Two new polls out last week indicate Democrat Barack Obama and Republican Mike Huckabee could win their respective caucuses in Iowa, upending the national front-runners and reconfiguring the 2008 presidential race.
With only 38 days left until the Jan. 3 caucuses, the two are proving the old "Nagle rule" of Iowa caucus politics. That truism, dictated years ago by former state chairman and congressman Dave Nagle, says the key to winning an Iowa caucus fight is to "organize, organize, organize - then get hot at the end."
Obama got hot at the Iowa Democratic Party's recent Jefferson-Jackson Dinner, when he gave a superior speech to the audience of 9,000 in Des Moines. Huckabee started warming up when he finished second in the Iowa GOP's August straw poll, and the buzz for him has only increased in subsequent debates and appearances.

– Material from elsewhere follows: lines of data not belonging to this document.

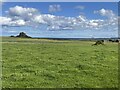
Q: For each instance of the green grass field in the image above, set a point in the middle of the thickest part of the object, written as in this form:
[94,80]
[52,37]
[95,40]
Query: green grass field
[42,63]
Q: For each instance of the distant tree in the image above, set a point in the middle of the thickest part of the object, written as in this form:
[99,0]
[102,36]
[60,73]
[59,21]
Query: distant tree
[99,42]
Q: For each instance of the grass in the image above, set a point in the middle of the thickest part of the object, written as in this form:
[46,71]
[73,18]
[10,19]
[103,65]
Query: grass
[42,63]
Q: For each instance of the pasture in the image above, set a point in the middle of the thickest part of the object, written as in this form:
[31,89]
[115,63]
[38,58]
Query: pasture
[43,63]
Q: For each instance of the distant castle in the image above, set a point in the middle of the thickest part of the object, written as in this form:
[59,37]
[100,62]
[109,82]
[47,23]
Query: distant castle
[22,35]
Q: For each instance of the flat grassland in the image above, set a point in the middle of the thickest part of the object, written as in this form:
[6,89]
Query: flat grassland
[43,63]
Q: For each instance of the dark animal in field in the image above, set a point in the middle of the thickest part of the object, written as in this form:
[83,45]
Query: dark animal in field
[23,35]
[100,42]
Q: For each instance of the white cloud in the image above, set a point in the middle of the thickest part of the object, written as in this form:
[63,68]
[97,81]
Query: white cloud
[80,7]
[19,11]
[54,8]
[5,20]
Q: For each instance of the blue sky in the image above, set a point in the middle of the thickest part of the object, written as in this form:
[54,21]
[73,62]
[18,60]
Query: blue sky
[61,19]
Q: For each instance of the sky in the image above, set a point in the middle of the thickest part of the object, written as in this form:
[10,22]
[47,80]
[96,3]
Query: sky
[60,19]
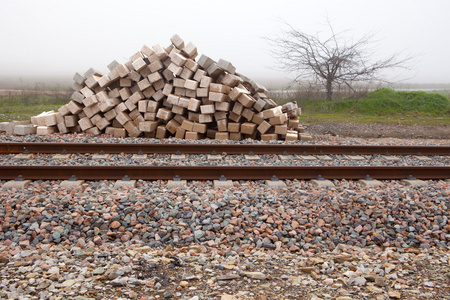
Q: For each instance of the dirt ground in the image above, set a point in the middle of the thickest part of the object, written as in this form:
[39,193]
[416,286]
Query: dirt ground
[381,131]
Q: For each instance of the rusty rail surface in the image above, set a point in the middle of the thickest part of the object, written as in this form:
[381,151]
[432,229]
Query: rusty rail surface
[10,148]
[215,172]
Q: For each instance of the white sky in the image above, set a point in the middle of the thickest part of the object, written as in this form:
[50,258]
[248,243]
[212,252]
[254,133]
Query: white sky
[55,38]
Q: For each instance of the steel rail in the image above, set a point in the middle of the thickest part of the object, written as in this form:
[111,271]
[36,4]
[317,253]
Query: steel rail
[215,172]
[10,148]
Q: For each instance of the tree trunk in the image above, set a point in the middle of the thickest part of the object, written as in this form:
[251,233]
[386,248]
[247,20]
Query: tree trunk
[329,88]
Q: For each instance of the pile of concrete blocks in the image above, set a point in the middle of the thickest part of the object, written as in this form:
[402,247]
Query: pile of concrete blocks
[167,92]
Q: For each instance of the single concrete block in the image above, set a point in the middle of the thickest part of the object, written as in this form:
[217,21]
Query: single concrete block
[414,182]
[214,157]
[322,183]
[139,156]
[62,156]
[176,183]
[178,157]
[19,185]
[24,129]
[252,157]
[307,157]
[391,158]
[285,157]
[71,184]
[276,183]
[422,158]
[23,156]
[100,156]
[223,184]
[371,183]
[125,184]
[44,130]
[324,158]
[355,157]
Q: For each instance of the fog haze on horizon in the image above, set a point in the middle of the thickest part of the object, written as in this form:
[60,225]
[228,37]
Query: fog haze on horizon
[54,39]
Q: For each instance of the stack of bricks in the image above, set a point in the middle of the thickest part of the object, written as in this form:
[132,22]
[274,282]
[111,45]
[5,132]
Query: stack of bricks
[167,92]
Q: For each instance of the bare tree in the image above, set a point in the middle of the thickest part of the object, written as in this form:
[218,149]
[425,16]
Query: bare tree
[335,61]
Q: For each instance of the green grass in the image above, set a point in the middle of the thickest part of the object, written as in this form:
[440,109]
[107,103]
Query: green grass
[23,106]
[380,106]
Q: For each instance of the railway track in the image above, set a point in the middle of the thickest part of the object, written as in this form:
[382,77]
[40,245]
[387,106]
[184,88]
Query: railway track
[237,172]
[220,148]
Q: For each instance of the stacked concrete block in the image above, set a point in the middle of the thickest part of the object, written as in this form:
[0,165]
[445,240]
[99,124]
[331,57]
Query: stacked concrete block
[171,92]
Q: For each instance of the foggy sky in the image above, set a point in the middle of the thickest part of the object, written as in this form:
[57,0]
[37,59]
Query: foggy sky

Huckabee's good showing comes as he rallies the GOP's substantial bloc of social conservatives. Obama's comes because Democrats are opting for a candidate offering a fresh start over one with more experience... Obama's uptick appears to result from a growing number of Iowa Democrats who are opting for a candidate offering a "new direction and new ideas." Some 55 percent seek that in a candidate, up from 49 percent in July. Only 33 percent prefer a candidate with strength and experience, down from 39 percent in July. Obama wins the new-direction voters; Clinton the strength-and-experience ones.
She also has a problem with men, and is now splitting women with Obama. Only 19 percent of male Democratic caucus-goers support her, and 28 percent back Obama. But 31 percent of the women support Clinton, and 32 percent back Obama.